Su questa scia si è inserita la recente iniziativa di papa Francesco, che con la Lettera apostolica Aperuit illis («aprì loro le menti per comprendere le Scritture»: con queste parole l’evangelista Luca 24,45 sintetizza l’incontro del Risorto con i discepoli di Emmaus), ha istituito nella terza domenica del Tempo Ordinario la celebrazione della “Domenica della parola di Dio”. Dando non solo continuità agli insegnamenti del Vaticano II, ma mettendo in atto quanto aveva auspicato a conclusione del Giubileo straordinario della misericordia. Far seguire, cioè, a quella “spiritualità
della misericordia” una maggiore presenza della parola di Dio, che è vita, e di cui deve nutrirsi il popolo cristiano assieme al cibo eucaristico.

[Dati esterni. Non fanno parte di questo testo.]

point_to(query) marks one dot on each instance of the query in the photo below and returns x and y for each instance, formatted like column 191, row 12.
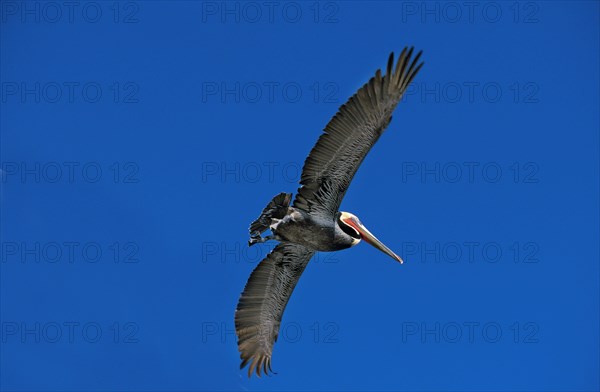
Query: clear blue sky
column 140, row 139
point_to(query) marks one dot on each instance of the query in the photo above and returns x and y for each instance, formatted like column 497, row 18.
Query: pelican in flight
column 313, row 222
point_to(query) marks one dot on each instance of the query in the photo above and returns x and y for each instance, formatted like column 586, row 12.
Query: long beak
column 371, row 239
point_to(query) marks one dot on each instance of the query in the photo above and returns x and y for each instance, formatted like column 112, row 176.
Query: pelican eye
column 351, row 231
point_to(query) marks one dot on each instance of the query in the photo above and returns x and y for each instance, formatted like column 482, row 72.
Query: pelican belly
column 299, row 228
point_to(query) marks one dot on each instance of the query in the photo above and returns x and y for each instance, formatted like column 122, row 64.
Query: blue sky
column 140, row 139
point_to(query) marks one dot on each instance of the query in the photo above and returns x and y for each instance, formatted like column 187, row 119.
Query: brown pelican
column 314, row 222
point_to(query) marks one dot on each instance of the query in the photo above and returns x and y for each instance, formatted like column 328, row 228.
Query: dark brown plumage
column 327, row 173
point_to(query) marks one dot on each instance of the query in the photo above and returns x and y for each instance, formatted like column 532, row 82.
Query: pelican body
column 313, row 221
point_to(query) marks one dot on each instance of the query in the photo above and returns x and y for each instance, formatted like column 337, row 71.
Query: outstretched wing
column 259, row 311
column 349, row 136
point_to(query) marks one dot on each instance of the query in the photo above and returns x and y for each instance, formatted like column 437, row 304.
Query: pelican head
column 351, row 225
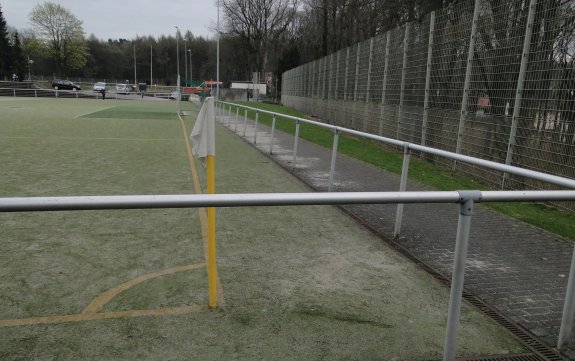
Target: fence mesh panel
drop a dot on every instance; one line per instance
(410, 84)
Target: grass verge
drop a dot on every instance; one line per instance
(541, 215)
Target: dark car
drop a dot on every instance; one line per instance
(64, 85)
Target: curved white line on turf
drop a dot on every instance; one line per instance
(105, 297)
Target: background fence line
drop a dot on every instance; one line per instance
(489, 79)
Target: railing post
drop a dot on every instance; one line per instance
(272, 135)
(295, 144)
(333, 158)
(403, 75)
(402, 187)
(329, 86)
(256, 126)
(466, 199)
(568, 307)
(345, 76)
(335, 94)
(520, 85)
(384, 85)
(428, 79)
(368, 85)
(236, 123)
(465, 97)
(245, 120)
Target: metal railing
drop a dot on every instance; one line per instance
(466, 200)
(491, 79)
(569, 308)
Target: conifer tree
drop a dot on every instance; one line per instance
(5, 50)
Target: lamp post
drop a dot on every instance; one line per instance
(30, 62)
(218, 57)
(177, 50)
(135, 75)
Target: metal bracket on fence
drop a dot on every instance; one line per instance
(471, 195)
(466, 201)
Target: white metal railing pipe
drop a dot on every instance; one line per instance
(402, 188)
(272, 135)
(333, 160)
(295, 144)
(548, 178)
(28, 204)
(465, 199)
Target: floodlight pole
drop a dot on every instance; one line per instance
(135, 76)
(190, 52)
(218, 57)
(186, 59)
(177, 50)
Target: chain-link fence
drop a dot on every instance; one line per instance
(494, 79)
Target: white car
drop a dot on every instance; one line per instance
(99, 87)
(123, 88)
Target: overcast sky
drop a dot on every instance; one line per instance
(115, 19)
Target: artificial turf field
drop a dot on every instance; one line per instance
(296, 282)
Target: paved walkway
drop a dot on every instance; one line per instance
(519, 270)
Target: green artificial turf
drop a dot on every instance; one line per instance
(544, 216)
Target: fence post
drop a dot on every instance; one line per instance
(403, 75)
(427, 79)
(402, 187)
(466, 199)
(333, 159)
(464, 100)
(520, 86)
(355, 86)
(367, 86)
(256, 126)
(295, 144)
(568, 307)
(273, 131)
(384, 86)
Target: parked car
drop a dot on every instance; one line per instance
(123, 88)
(99, 87)
(64, 85)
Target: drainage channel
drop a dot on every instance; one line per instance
(539, 351)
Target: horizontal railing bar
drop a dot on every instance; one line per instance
(31, 204)
(549, 178)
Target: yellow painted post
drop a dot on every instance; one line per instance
(212, 269)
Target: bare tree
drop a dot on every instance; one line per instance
(62, 33)
(260, 24)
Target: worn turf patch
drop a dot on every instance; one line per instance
(127, 112)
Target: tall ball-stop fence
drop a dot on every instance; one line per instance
(488, 79)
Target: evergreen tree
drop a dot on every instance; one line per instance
(5, 50)
(18, 60)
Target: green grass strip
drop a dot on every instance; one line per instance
(541, 215)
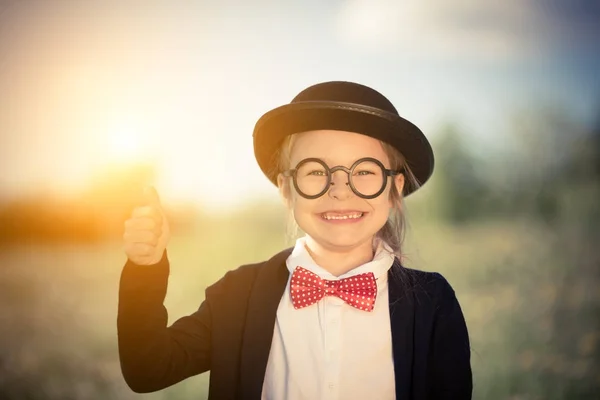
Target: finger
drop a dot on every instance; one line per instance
(146, 237)
(147, 212)
(139, 249)
(151, 196)
(143, 223)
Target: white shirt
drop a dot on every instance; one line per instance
(331, 350)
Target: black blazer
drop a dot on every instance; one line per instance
(231, 332)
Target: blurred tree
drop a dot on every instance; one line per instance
(459, 187)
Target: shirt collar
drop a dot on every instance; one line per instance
(381, 263)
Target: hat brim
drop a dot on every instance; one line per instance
(272, 128)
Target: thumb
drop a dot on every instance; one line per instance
(150, 196)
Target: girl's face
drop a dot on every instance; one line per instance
(315, 216)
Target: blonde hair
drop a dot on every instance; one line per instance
(393, 232)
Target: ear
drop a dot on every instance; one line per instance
(399, 184)
(284, 189)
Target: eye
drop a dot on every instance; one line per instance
(365, 172)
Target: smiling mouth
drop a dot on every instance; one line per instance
(334, 216)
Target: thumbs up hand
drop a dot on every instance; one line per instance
(146, 231)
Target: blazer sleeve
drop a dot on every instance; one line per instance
(451, 353)
(152, 355)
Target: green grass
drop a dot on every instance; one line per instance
(530, 304)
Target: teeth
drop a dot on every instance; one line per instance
(349, 216)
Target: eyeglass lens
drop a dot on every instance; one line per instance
(367, 178)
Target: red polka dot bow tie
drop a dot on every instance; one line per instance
(308, 288)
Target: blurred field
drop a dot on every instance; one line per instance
(530, 308)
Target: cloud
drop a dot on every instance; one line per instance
(480, 30)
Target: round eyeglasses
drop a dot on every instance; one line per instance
(367, 177)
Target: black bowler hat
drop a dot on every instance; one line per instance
(344, 106)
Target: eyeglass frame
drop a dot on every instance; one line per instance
(330, 171)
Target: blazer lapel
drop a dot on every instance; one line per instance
(260, 322)
(402, 325)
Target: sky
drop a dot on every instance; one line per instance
(88, 85)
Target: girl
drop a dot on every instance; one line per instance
(335, 317)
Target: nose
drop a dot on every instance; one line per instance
(339, 186)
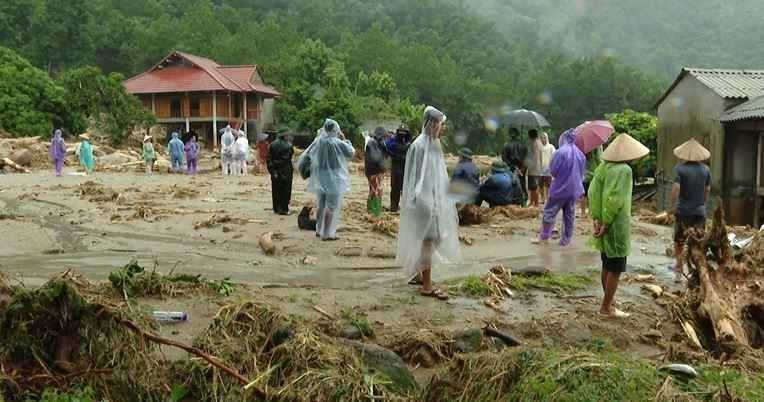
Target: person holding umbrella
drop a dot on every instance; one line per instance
(610, 207)
(567, 167)
(692, 184)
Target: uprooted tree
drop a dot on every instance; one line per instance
(728, 294)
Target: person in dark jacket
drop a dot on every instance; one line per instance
(500, 188)
(279, 161)
(515, 155)
(374, 168)
(465, 171)
(397, 146)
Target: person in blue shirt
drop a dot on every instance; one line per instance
(465, 171)
(500, 188)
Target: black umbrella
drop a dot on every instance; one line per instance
(523, 117)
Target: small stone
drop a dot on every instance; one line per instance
(653, 334)
(351, 332)
(424, 358)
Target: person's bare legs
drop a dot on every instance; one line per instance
(611, 285)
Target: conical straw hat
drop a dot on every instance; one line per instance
(623, 149)
(692, 151)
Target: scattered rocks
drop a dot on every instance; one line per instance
(351, 332)
(383, 360)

La scelta della terza domenica del Tempo Ordinario ha, poi, una duplice sottolineatura. In quella domenica la lettura del Vangelo ci parla dell’inizio del ministero di Gesù che annuncia il regno di Dio. In particolare, poi, quella data si pone tra due significative ricorrenze, la Giornata del dialogo con gli ebrei e la Settimana di preghiera per l’unità dei cristiani, che danno all’iniziativa di Francesco un grande valore ecumenico e interreligioso. Come altrettanto simbolica è stata la data in cui Francesco ha firmato l’Aperuit illis: 30 settembre 2019, memoria di san Girolamo, grande traduttore e interprete della Bibbia (ripeteva: «L’ignoranza delle Scritture è ignoranza di Cristo»), e inizio delle celebrazioni per i 1.600 anni della sua morte, avvenuta nel 420.

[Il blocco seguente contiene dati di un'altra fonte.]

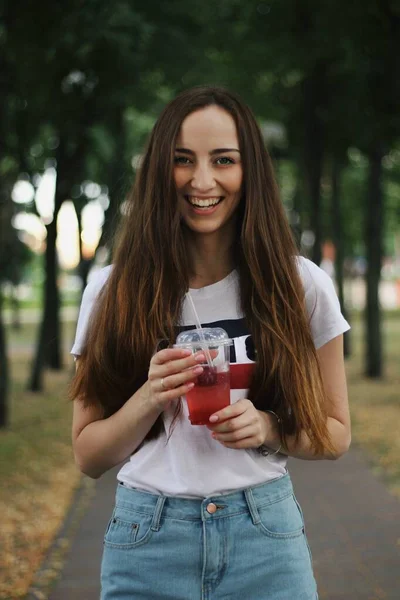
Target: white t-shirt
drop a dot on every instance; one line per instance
(191, 463)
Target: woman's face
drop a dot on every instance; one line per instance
(208, 170)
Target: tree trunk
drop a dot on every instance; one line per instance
(4, 371)
(374, 245)
(313, 92)
(338, 240)
(52, 296)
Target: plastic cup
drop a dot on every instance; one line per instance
(212, 388)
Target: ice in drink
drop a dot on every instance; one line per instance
(212, 388)
(210, 394)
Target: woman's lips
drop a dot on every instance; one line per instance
(206, 210)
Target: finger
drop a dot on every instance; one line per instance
(163, 369)
(235, 436)
(173, 381)
(231, 411)
(169, 354)
(163, 398)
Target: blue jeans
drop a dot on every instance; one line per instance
(248, 545)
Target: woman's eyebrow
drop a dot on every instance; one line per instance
(212, 152)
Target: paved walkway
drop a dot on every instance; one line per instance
(353, 526)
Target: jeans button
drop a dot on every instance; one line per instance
(211, 508)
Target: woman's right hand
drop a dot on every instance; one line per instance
(171, 374)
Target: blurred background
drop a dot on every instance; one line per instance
(81, 84)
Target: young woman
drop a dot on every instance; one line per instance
(207, 512)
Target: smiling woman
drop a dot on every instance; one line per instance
(205, 216)
(208, 175)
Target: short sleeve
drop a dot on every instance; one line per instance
(88, 304)
(322, 303)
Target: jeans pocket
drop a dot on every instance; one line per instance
(127, 529)
(281, 519)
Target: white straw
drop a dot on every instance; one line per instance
(200, 329)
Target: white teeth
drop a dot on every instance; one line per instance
(203, 203)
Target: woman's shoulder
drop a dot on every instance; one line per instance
(311, 275)
(97, 280)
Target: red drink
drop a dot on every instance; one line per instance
(210, 394)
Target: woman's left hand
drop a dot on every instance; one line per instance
(241, 425)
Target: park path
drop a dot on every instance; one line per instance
(353, 526)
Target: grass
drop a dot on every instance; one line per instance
(375, 404)
(38, 476)
(37, 473)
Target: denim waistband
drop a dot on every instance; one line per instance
(237, 502)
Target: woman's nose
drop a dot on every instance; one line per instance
(203, 178)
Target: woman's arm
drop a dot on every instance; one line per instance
(99, 444)
(242, 426)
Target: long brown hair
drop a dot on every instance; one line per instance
(142, 299)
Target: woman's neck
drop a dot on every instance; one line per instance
(211, 257)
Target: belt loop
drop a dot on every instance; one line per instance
(155, 524)
(252, 506)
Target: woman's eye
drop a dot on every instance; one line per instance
(181, 160)
(224, 160)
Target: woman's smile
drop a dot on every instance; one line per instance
(208, 171)
(204, 206)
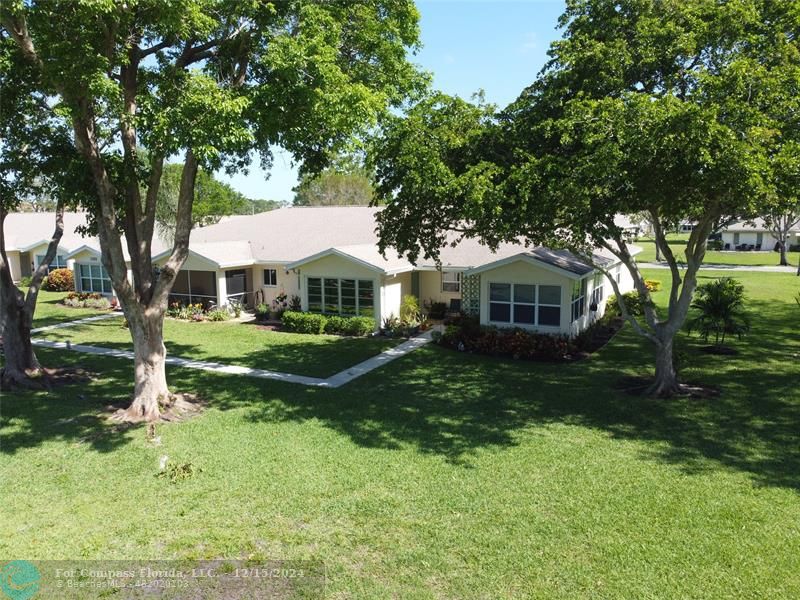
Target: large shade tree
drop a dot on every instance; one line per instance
(37, 161)
(210, 82)
(673, 108)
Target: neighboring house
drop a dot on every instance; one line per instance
(329, 258)
(755, 235)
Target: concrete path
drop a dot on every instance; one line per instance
(334, 381)
(720, 267)
(107, 315)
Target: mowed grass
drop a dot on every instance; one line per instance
(678, 244)
(236, 343)
(50, 310)
(442, 475)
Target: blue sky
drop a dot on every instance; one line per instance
(468, 45)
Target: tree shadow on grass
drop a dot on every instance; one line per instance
(450, 404)
(71, 413)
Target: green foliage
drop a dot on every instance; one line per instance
(720, 305)
(334, 187)
(301, 322)
(410, 315)
(86, 300)
(59, 280)
(652, 285)
(633, 303)
(218, 314)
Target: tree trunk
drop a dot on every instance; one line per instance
(784, 262)
(150, 379)
(666, 382)
(19, 358)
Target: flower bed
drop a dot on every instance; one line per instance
(196, 312)
(467, 335)
(300, 322)
(88, 300)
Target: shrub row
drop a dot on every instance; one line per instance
(467, 335)
(87, 300)
(59, 280)
(302, 322)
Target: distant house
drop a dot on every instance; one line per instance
(328, 257)
(755, 235)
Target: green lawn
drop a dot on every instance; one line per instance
(50, 311)
(442, 475)
(236, 343)
(678, 243)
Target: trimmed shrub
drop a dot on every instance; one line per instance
(633, 302)
(300, 322)
(59, 280)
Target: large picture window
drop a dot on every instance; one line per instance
(578, 299)
(270, 277)
(348, 297)
(94, 279)
(451, 281)
(525, 304)
(59, 262)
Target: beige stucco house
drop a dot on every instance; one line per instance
(328, 258)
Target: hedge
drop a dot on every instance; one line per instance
(59, 280)
(301, 322)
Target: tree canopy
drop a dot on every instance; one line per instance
(677, 109)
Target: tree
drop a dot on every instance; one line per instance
(38, 162)
(335, 187)
(720, 306)
(213, 200)
(210, 82)
(670, 108)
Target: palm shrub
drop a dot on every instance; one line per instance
(720, 310)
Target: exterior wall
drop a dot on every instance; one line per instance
(525, 273)
(430, 288)
(14, 265)
(287, 283)
(749, 237)
(393, 288)
(339, 267)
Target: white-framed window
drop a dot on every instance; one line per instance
(346, 297)
(598, 291)
(451, 281)
(578, 299)
(525, 304)
(94, 278)
(59, 262)
(270, 277)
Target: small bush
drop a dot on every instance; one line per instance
(652, 285)
(633, 302)
(59, 280)
(300, 322)
(438, 310)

Tra i consigli pratici per vivere bene la “Domenica della parola di Dio”, papa Francesco invita i preti non solo a diffondere maggiormente la Bibbia, ma a valorizzarne la proclamazione nella liturgia. E, soprattutto, a dare grande importanza pastorale all’omelia per aiutare il popolo a riflettere: omelia che non va improvvisata, ma preparata con la massima cura. La parola di Dio, infatti, richiede tanta preghiera, meditazione e studio, per trasformare la conoscenza in vita. Perché «non basta possedere una Bibbia, bisogna leggerla. Non basta leggere la Bibbia, bisogna viverla» (Alleanza Biblica Universale).